Trend #14: Expanding financial services through fintech partnerships
Despite going digital, traditional banks might still find it difficult to keep up with the speed and flexibility needed to update their policies and processes. By establishing partnerships with fintech companies, they can significantly expand their mobile apps’ capabilities.
Such collaborations give banks access to the innovative solutions fintech startups and companies excel at. As a result, financial institutions can offer new services without major app upgrades while reaching new customers, expanding into different markets, and increasing customer retention. And the range of new features is wide, from BNPL options and P2P lending to AI-powered financial advice, real-time fraud detection, and lots more.
Partner with Neontri to transform your mobile app development
At Neontri, we focus on staying ahead of industry trends to deliver innovative mobile banking solutions. With 10+ years of experience in fintech and 400+ successful projects, we understand what it takes to build applications that stand out.

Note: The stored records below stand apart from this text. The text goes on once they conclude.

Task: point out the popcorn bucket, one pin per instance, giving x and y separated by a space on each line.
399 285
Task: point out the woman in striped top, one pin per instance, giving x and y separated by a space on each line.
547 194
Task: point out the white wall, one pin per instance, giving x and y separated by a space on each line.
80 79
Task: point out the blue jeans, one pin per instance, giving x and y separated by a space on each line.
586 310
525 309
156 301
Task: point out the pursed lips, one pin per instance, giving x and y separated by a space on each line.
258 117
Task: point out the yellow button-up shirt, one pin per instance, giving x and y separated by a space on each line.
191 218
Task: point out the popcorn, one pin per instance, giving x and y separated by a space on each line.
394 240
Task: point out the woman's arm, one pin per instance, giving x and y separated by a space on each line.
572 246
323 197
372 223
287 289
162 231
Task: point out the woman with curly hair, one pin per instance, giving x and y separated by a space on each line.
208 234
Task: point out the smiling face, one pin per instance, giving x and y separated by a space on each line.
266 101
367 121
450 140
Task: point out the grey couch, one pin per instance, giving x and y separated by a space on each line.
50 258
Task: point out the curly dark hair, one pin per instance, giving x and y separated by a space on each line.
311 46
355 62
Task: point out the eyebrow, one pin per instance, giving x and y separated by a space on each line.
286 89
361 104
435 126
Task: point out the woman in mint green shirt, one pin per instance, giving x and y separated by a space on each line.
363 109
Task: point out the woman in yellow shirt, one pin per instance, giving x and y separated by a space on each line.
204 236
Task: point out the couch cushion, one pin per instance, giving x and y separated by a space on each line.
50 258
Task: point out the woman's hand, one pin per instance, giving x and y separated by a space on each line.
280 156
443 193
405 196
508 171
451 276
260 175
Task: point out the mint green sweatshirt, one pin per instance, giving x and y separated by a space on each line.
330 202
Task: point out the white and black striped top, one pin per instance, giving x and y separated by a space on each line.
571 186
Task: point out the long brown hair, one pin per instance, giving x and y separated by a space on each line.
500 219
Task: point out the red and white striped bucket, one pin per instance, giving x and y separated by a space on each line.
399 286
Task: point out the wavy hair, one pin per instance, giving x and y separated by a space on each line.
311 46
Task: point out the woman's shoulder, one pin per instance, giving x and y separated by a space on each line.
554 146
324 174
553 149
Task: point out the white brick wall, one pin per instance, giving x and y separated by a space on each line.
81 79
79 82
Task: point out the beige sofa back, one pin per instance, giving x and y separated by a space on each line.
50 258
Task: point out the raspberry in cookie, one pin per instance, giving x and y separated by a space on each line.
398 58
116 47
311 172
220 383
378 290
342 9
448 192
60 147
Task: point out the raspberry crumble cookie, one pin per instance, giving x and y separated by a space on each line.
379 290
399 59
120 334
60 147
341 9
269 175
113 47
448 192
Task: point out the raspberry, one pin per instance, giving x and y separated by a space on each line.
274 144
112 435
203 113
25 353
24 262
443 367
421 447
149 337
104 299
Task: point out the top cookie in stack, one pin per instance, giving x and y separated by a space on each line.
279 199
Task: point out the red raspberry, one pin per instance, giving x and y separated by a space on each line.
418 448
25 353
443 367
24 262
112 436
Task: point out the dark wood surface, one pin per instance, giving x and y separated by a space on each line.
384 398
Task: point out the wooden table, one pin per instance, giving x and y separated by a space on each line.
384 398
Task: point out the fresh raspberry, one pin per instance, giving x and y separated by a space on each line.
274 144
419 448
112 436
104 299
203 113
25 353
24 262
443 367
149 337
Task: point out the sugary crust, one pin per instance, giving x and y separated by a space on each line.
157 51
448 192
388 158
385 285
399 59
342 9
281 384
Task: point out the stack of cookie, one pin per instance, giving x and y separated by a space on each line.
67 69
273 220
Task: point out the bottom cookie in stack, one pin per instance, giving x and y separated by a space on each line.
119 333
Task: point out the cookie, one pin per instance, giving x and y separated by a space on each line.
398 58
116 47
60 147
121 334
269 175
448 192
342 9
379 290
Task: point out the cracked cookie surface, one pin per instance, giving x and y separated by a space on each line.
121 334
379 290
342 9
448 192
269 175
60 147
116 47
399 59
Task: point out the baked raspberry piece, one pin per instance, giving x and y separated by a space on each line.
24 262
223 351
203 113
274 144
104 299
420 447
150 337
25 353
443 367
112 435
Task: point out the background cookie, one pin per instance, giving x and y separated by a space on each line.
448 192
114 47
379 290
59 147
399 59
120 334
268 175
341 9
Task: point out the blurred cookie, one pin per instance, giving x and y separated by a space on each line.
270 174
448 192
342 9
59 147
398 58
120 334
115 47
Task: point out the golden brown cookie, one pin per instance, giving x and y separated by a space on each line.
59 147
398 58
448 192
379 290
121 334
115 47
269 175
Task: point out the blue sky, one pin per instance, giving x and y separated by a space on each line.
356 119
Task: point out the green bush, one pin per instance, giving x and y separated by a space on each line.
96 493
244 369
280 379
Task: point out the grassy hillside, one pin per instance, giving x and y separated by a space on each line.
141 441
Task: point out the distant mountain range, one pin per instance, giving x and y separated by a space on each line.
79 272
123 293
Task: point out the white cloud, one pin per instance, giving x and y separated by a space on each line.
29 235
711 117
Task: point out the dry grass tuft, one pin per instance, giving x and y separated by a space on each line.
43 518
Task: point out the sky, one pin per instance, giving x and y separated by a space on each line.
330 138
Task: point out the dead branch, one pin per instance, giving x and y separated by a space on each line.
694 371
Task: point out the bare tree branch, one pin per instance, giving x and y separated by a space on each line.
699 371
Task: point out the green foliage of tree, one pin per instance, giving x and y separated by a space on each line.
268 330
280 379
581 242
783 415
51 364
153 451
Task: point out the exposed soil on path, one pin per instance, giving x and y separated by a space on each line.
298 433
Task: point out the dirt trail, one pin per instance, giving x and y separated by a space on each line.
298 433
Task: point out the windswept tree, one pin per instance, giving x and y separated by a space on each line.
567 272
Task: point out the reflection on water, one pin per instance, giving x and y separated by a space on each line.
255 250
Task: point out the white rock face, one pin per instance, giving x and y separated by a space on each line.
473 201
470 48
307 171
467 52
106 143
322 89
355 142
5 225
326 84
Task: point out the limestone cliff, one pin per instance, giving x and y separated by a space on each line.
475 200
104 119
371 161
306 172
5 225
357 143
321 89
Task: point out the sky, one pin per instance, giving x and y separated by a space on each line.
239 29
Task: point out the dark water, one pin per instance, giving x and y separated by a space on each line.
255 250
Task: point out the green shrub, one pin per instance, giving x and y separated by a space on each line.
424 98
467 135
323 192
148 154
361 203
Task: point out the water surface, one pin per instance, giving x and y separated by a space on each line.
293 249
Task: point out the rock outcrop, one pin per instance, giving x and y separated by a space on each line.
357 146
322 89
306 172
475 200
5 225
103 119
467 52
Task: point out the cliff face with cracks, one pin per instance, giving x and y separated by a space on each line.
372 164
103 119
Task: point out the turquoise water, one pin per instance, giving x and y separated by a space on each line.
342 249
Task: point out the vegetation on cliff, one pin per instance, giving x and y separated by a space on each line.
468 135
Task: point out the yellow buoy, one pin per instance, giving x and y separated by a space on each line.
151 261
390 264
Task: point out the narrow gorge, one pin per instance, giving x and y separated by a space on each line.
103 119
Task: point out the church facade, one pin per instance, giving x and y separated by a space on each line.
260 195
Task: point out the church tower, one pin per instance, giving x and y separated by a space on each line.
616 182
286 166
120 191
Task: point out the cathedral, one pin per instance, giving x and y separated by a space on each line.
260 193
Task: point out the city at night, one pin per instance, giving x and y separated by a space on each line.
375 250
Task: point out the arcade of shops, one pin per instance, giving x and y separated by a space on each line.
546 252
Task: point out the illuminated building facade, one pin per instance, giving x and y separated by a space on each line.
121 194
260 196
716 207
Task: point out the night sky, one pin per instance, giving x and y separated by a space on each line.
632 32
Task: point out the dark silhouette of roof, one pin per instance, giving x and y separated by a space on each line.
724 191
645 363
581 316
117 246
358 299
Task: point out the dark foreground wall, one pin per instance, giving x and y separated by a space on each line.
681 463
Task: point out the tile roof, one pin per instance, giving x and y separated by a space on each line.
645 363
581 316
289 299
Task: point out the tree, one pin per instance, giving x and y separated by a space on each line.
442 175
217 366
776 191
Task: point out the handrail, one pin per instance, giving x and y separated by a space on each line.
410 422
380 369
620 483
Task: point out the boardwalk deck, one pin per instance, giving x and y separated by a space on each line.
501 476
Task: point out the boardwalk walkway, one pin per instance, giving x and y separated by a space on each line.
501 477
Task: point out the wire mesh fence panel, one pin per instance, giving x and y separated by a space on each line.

One of our most significant achievements is IKO—the world’s top-rated mobile banking app, created for one of Poland’s largest banks. Today, it has over 8 million active users. We have also developed a PSD2 hub that connects more than 300 Polish banks with third-party providers, offering personalized services and improving customer loyalty.
Would you like to develop an app that stays ahead of industry trends? Reach out to us to learn how we can tailor our solutions to your needs: from seamless integration to personalized solutions, our team will work closely with you to bring your vision to life.
Final thoughts: Future of mobile banking
The future of modern banking looks bright, and it’s evolving at a pace that’s hard to ignore. As technology advances, so do consumer expectations. So, to remain competitive and give greater value to their clients, banks must embrace change by incorporating AI, implementing robust security measures, and expanding their services.
FAQ
What innovations in mobile banking are expected to emerge in the next few years?
Mobile banking services will change to offer more personalized experiences by using AI for budgeting and financial advice. Users will be able to easily handle all their financial tasks with just a few taps. This includes quicker payments and enhanced security options, like using biometric authentication.
What are the potential risks associated with the rise of super-apps in banking?
With super-apps, mobile banking security concerns grow because they combine many services in one app, making it a bigger target for hackers. These apps also gather a lot of personal data, which can lead to privacy issues.